I’ve been trying to keep some tabs on the growing literature on the Anthropocene (see here, here and here). So here goes take 4.

(1) First up is A Futurist Perspective on the Anthropocene. This is an overview article in The Holocene Journal regarding what is at stake in defining the Anthropocene in terms of the agreed upon geological criteria used to delineate one period from another. Maybe it is not exactly what will matter in the future, maybe it is – a good read.

ABSTRACT: An important feature of the ongoing debate about the acceptance of the Anthropocene as a formal chronostratigraphic unit with the same rank as the Holocene (epoch) has been either the existence or the lack of a Global Stratotype Section and Point (GSSP). In addition, the utility of the Anthropocene as a stratigraphic unit has also been questioned. In this paper, it is proposed that the discovery of the GSSP may not be a major problem and could only be a matter of time. However, the term Anthropocene itself, defined on the basis of the stratigraphic expression of human activities (e.g. large-scale agriculture and land clearance, accelerated release of greenhouse gases to the atmosphere) may significantly impact the current stratigraphic framework guided by the International Commission on Stratigraphy (ICS). Indeed, the formal usage of this term can not only lead to stratigraphic and terminological inconsistencies but can also influence the future development of the established chronostratigraphic scheme. These points should be considered by the ICS Anthropocene Working Group before making a final decision. The stratigraphic status of the Anthropocene, however, is a formal issue that should not affect current and future research on human-induced environmental and sedimentary changes, including their stratigraphic imprint. The message is twofold: leave the formal chronostratigraphic aspects to the ICS, and keep producing and organizing knowledge independently of the formal debate. Doing so would require the development of a parallel and likely transitory chronological system without formal stratigraphic value, from which the term Anthropocene would be, at least temporarily, excluded.

(2) Next up, Used Planet: a global history. This is an article in PNAS (Proceedings of the National Academy of the Sciences) on the when and how humans may have started out on their trek to dominate planet through transforming land use. Erle Ellis has an essay up at The Breakthrough Institute on this as well. Alternately, there is this essay as well on A Tale of Two Planets.

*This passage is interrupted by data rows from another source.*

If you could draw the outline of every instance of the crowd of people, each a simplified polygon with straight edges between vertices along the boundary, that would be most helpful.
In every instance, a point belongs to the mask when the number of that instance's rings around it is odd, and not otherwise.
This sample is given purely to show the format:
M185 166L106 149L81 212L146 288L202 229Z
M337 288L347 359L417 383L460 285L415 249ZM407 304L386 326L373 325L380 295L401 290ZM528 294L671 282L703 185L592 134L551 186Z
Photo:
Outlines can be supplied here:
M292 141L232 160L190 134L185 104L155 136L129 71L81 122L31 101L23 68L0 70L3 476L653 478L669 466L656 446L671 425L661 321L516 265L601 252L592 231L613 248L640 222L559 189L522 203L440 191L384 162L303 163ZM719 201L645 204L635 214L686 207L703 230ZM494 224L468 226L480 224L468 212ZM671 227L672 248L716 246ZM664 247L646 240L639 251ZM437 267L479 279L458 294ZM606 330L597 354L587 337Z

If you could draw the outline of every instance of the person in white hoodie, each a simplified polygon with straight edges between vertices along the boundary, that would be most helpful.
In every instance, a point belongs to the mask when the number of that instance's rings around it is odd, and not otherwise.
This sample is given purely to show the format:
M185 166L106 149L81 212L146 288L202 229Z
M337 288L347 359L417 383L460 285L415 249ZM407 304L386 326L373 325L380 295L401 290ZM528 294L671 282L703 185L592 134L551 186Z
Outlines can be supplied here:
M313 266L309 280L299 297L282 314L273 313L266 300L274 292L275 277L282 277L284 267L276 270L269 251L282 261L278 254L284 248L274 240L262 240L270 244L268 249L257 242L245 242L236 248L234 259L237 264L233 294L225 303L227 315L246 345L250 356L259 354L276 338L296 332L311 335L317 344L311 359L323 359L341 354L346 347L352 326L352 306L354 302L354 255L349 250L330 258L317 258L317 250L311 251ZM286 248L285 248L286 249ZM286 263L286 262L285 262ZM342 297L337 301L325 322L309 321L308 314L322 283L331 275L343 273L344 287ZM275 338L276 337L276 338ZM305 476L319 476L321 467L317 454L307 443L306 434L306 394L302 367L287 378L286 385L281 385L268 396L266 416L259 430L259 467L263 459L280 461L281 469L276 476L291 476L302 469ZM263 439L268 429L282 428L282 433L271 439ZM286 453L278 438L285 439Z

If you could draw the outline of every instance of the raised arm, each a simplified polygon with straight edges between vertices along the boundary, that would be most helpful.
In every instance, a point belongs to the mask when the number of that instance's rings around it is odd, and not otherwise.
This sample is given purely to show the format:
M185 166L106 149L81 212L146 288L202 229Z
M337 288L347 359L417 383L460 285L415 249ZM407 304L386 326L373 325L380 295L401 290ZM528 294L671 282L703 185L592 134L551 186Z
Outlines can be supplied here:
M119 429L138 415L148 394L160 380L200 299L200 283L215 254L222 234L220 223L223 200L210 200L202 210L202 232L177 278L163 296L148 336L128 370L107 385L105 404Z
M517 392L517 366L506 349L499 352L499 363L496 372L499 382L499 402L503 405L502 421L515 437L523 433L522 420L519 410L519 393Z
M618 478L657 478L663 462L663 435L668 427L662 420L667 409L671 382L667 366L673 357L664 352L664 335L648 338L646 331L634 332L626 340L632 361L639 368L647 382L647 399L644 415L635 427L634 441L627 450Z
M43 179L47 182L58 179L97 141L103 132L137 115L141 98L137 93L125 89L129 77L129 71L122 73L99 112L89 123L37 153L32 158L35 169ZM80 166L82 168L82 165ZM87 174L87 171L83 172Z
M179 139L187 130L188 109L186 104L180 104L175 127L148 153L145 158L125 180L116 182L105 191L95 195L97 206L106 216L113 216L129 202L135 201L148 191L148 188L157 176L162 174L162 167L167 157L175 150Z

ABSTRACT: Human use of land has transformed ecosystem pattern and process across most of the terrestrial biosphere, a global change often described as historically recent and potentially catastrophic for both humanity and the biosphere. Interdisciplinary paleoecological, archaeological, and historical studies challenge this view, indicating that land use has been extensive and sustained for millennia in some regions and that recent trends may represent as much a recovery as an acceleration. Here we synthesize recent scientific evidence and theory on the emergence, history, and future of land use as a process transforming the Earth System and use this to explain why relatively small human populations likely caused widespread and profound ecological changes more than 3,000 y ago, whereas the largest and wealthiest human populations in history are using less arable land per person every decade. Contrasting two spatially explicit global reconstructions of land-use history shows that reconstructions incorporating adaptive changes in land-use systems over time, including land-use intensification, offer a more spatially detailed and plausible assessment of our planet’s history, with a biosphere and perhaps even climate long ago affected by humans. Although land-use processes are now shifting rapidly from historical patterns in both type and scale, integrative global land-use models that incorporate dynamic adaptations in human–environment relationships help to advance our understanding of both past and future land-use changes, including their sustainability and potential global effects.